Oh, by the way, this is my mannequin. She has come from my mum's house to stay here. As you can see, she is a bit skinny and it looks like her boobs are in a completely different place to mine, but maybe with some padding, I might be able to sort her out. Or she can just become my clothes horse for modeling my new clothes if I am too shy, or technically challenged to do it myself.

DSC01424

Another modification I made to this dress was that I replaced the neckline facing with some binding that I cut from the same fabric as the dress. I found the concept of a facing in a stretch dress to be a bit strange. Particularly because that facing is to be interfaced, which would make it not stretchy. When I added the binding, I made sure to stretch it a little tighter across the bust area, where the dress "crosses over". This was to help keep everything inside the dress, where it should be. I have a tendency to burst out of cross-over dresses and tops as time goes by, but this dress is safe at least for long enough for me to go out for dinner. I really do wonder about that facing and if there are advantages to having those parts of the dress stabilised in such a way?

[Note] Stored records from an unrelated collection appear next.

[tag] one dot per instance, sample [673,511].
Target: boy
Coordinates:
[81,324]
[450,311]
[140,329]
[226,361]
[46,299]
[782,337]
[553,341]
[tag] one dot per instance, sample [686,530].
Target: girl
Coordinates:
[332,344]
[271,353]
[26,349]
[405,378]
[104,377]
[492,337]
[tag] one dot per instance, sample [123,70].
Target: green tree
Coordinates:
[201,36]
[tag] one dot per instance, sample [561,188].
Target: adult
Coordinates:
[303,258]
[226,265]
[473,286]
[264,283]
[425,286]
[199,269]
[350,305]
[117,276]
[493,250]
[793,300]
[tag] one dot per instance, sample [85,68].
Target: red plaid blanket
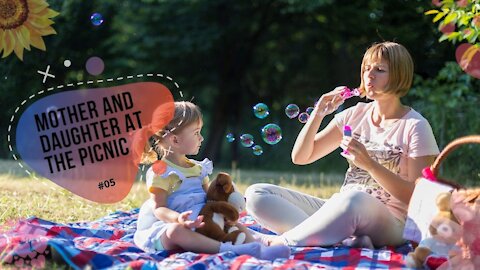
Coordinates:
[108,243]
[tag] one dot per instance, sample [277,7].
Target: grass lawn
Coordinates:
[23,196]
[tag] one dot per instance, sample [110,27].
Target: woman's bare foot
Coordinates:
[276,240]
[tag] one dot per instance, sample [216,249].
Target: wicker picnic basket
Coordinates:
[465,205]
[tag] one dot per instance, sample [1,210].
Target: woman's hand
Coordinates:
[357,153]
[191,224]
[330,101]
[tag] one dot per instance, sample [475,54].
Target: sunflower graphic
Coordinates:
[23,23]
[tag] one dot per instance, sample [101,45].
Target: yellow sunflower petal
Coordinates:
[47,31]
[9,42]
[2,40]
[23,35]
[47,13]
[39,22]
[35,6]
[37,42]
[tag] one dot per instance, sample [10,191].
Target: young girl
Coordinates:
[168,219]
[390,145]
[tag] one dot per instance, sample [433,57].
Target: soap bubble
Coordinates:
[230,137]
[292,111]
[54,108]
[257,150]
[261,110]
[303,117]
[96,19]
[271,133]
[309,110]
[95,65]
[246,140]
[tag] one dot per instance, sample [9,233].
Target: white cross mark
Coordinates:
[46,74]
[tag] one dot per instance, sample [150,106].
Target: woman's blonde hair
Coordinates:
[186,113]
[400,66]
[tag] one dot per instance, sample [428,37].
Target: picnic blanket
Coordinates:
[108,243]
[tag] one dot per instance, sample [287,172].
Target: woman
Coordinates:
[390,145]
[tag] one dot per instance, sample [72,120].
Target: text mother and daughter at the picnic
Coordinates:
[389,145]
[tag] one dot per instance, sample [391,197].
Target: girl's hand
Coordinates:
[330,101]
[357,153]
[191,224]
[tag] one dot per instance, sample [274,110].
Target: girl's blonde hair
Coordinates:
[186,113]
[400,66]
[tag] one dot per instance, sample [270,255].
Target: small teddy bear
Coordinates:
[445,231]
[221,211]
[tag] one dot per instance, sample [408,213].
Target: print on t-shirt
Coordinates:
[358,179]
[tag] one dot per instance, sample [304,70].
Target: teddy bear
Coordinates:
[445,231]
[466,208]
[221,211]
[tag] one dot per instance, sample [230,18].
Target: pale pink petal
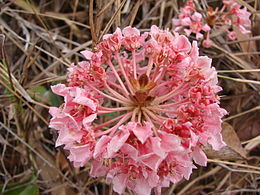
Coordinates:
[80,155]
[142,187]
[83,100]
[89,119]
[117,142]
[101,145]
[199,156]
[97,169]
[216,141]
[129,150]
[87,54]
[182,44]
[59,89]
[151,160]
[143,132]
[129,31]
[67,136]
[196,17]
[119,183]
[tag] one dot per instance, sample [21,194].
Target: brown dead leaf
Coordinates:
[232,151]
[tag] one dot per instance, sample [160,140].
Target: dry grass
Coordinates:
[40,39]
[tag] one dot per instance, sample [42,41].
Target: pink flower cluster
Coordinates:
[190,20]
[139,109]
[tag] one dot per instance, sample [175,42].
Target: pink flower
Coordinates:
[140,108]
[232,35]
[202,25]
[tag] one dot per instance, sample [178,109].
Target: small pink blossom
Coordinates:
[202,25]
[162,104]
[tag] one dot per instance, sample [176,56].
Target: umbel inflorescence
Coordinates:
[193,20]
[139,109]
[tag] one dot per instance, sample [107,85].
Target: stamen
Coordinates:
[110,121]
[134,114]
[150,66]
[117,95]
[152,122]
[108,96]
[134,64]
[117,76]
[113,129]
[162,110]
[175,92]
[124,73]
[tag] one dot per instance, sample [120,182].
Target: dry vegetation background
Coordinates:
[40,39]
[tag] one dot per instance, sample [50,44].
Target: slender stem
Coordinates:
[134,64]
[115,109]
[174,92]
[134,114]
[160,75]
[117,95]
[155,72]
[170,104]
[139,116]
[117,76]
[150,66]
[108,96]
[124,73]
[110,121]
[113,129]
[151,114]
[160,85]
[149,120]
[115,85]
[162,110]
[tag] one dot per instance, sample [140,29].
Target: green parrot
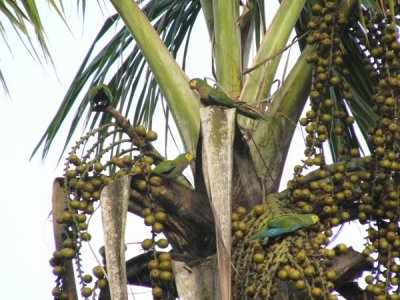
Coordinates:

Overall, I am fairly pleased with this dress. I may even make it again, out of some better fabric. We shall see...

Saturday, 31 May 2014

3 Easy Steps to Make Better Bags

Toronto Convertible Tote-backpack

Step one - GET THIS BOOK!
Step two - read it
Step three - make all the things!!


The Better Bag Maker Book

Nicole Mallalieu's latest book is hot off the press and oh boy, is it a good book or what?!! The book comes with the patterns you need to make ten different bags graduating from a basic tote at the start, right through to the fancy-schmancy Toronto backpack as you can see above. I made this backpack about a year ago as a pattern test for the book. It is a really versatile bag, as it converts from a handbag style that you can pop under your arm, to a tote so you can fit in a little more shopping, and then, when you've been at the craft show all day and you're running out of hands to carry all your shopping, it can convert to a backpack!

Toronto as a tote

But ten great bag patterns isn't even the best bit. The part that you will really be loving is the bit right at the start, where Nikki tells all of her best bag-making secrets. Since I started using Nikki's patterns, and learning all her clever tricks, I really feel that my sewing has improved by leaps and bounds. The Better Bag Maker covers quite a lot of the techniques that Nikki uses in her patterns, all in one place. This book tells you how to make professional looking straps, crisp corners and insert zippers like a pro. Nikki shows you how to choose interfacing, as well as how to apply it. You also learn how to install all the yummy metal bits, like magnetic snaps, o-rings and purse feet, that take your bag from homemade to hand made. There are also plenty of different pocket options so that you can make your bespoke bag work the way you want it to. The best part of all this, is that you can use all these great tips on all your other sewing and make everything you do look more professional!

Toronto as a shoulder bag

I am so pleased to have this book on my bookshelf, it is a great reference to have and I have already used it to help me install a professional looking zip pocket inside my latest bag, but that's another blogpost!